SEP et fatigue || Février 2008
Je souffre de SEP et je me sens souvent très fatigué. Est-ce normal et que puis-je y faire ?
La fatigue est une plainte récurrente chez les personnes souffrant de SEP. Bien que malade, vous n’êtes toutefois pas voué à passer vos journées dans votre canapé. En veillant à un bon équilibre entre activités et repos, vous pouvez encore mener une vie active très captivante, malgré la maladie.
La plupart des personnes atteintes de SEP doivent faire face à une fatigue aiguë et/ou chronique. Il ressort d’une étude menée par les chercheurs J.D. Fisk et A. Pontrefact que la fatigue était l’un des problèmes majeurs chez 69 % des participants. Les patients SEP rapportent que, depuis qu’ils ont développé la maladie, ils doivent lutter bien plus souvent contre une sensation d’épuisement, qui peut s’avérer particulièrement intense. Par ailleurs, le degré de fatigue n’est pas du tout proportionnel aux efforts fournis.
Pourquoi les patients SEP sont-ils si sujets à la fatigue ? Cela peut s’expliquer de diverses façons. Certaines théories avancent des faiblesses du système immunitaire, alors que d’autres parlent d’une altération du traitement des stimuli. Certains chercheurs pointent du doigt des substances déterminées, présentes dans le cerveau : les cytokines. La fatigue pourrait également être due à la diminution de la conduction de l’excitation dans les cellules nerveuses. Enfin, il convient de ne pas oublier que certains médicaments, comme les bêtabloquants pour traiter l’hypertension, peuvent être sources de fatigue.
Quoi qu’il en soit, il est plus important de pouvoir gérer la fatigue que d’en déterminer la cause. Il n’existe pas de remède miracle, et puisque chacun ressent la fatigue de manière différente, il est nécessaire d’envisager une approche personnalisée. De plus, certains facteurs sont plus faciles à contrôler que d’autres.
Des températures élevées, un taux d’humidité élevé, un éclairage puissant et un bruit excessif contribuent à fatiguer les patients SEP. Il convient dès lors d’éviter ces facteurs environnementaux ou de planifier le plus possible les moments où vous y êtes exposé.
Parmi les facteurs physiques pouvant être à l’origine de la fatigue, citons le manque de sommeil, la grossesse, une alimentation irrégulière ou mal équilibrée, une surcharge pondérale ou une anémie.

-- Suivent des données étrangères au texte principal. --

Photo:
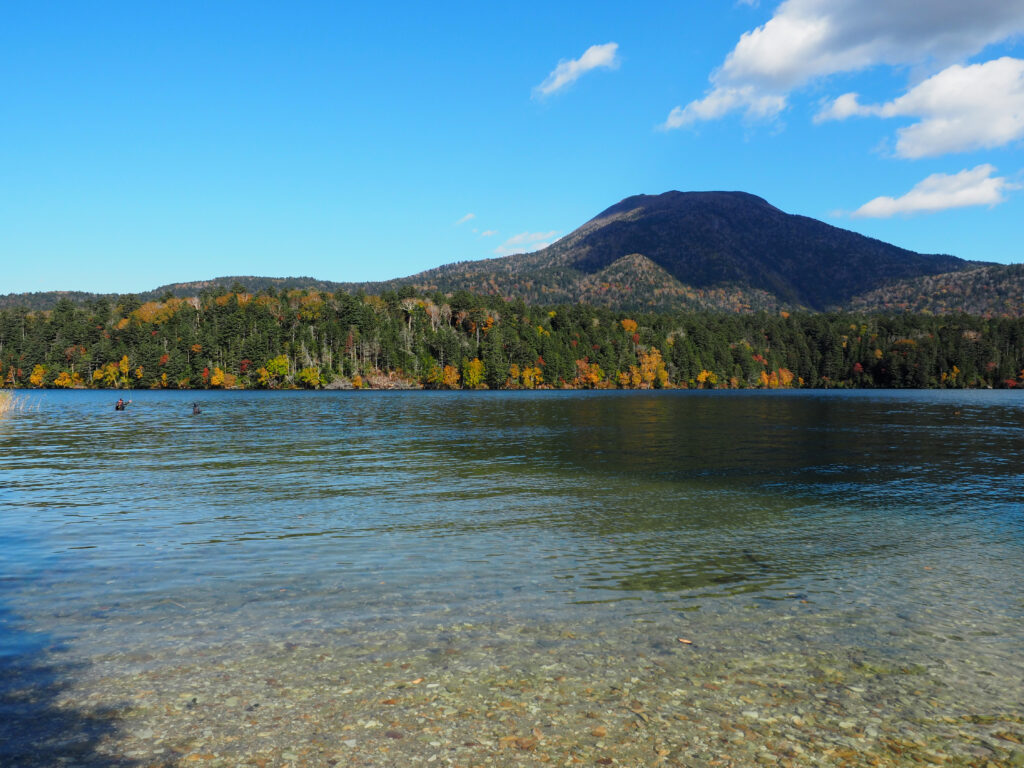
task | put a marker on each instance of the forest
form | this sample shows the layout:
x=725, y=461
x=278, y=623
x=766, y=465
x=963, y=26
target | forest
x=232, y=339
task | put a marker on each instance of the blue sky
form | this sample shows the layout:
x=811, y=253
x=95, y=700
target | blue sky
x=148, y=143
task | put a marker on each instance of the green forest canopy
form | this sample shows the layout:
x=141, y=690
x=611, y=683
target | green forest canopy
x=233, y=339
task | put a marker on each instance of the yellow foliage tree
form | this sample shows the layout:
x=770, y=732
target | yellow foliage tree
x=531, y=377
x=707, y=378
x=309, y=377
x=652, y=371
x=589, y=375
x=450, y=377
x=472, y=373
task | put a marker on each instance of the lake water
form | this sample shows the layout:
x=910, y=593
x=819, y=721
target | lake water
x=512, y=579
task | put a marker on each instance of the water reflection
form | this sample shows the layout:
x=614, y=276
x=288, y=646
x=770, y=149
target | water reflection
x=689, y=495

Le cas échéant, votre médecin peut rechercher avec vous une solution appropriée.
L’ennui, l’anxiété, le stress ou des accès dépressifs peuvent aussi entraîner une sensation de fatigue. Il est important que vous appreniez à exprimer et à gérer ces émotions récurrentes en cas de SEP. En l’occurrence, vous pourriez faire appel à une aide professionnelle.
Pour bon nombre de patients SEP, il est difficile d’accepter de ne plus pouvoir tout à fait, voire plus du tout, assumer les tâches quotidiennes au même rythme qu’avant. C’est pourtant la dure réalité de la maladie : vivre avec la SEP implique de réduire ses activités.
Cela signifie-t-il qu’il est préférable d’abandonner le travail, les tâches ménagères et les hobbies pour passer ses journées avachi dans un canapé ? Certainement pas : se tourner les pouces pendant des jours ne vous aidera pas à vous sentir mieux. Par contre, il est intéressant de rechercher un meilleur équilibre entre activités et repos, de choisir des priorités, de planifier les activités et de déléguer des tâches. Cela implique que votre famille, vos collègues et vos amis soient également conscients de vos problèmes de fatigue et qu’ils soient prêts à prendre en charge certaines tâches.
La plupart des patients SEP se sentent au mieux de leur forme quand leurs journées sont planifiées et alternent entre de courtes périodes d’activité et de repos. Par ailleurs, il s’agit d’utiliser l’énergie disponible de la façon la plus efficace possible et d’éviter les efforts inutiles. Dans ce cas, une aide professionnelle peut également s’avérer utile. Un ergothérapeute vous apprend par exemple à tirer un maximum de profit d’efforts minimum, notamment en utilisant du matériel ergonomique et en adoptant une position de travail appropriée.
Certaines personnes souffrant de SEP tiennent un « journal de fatigue ». L’analyse de ce journal révèle par exemple les moments difficiles et vous aide à établir le programme hebdomadaire idéal pour rester le plus actif possible sans ressentir un excès de fatigue.
C’est clair : la fatigue est loin d’être une fatalité pour les patients SEP. Et n’oubliez jamais que tout commence par une conversation honnête sur ce que vous vivez et ressentez.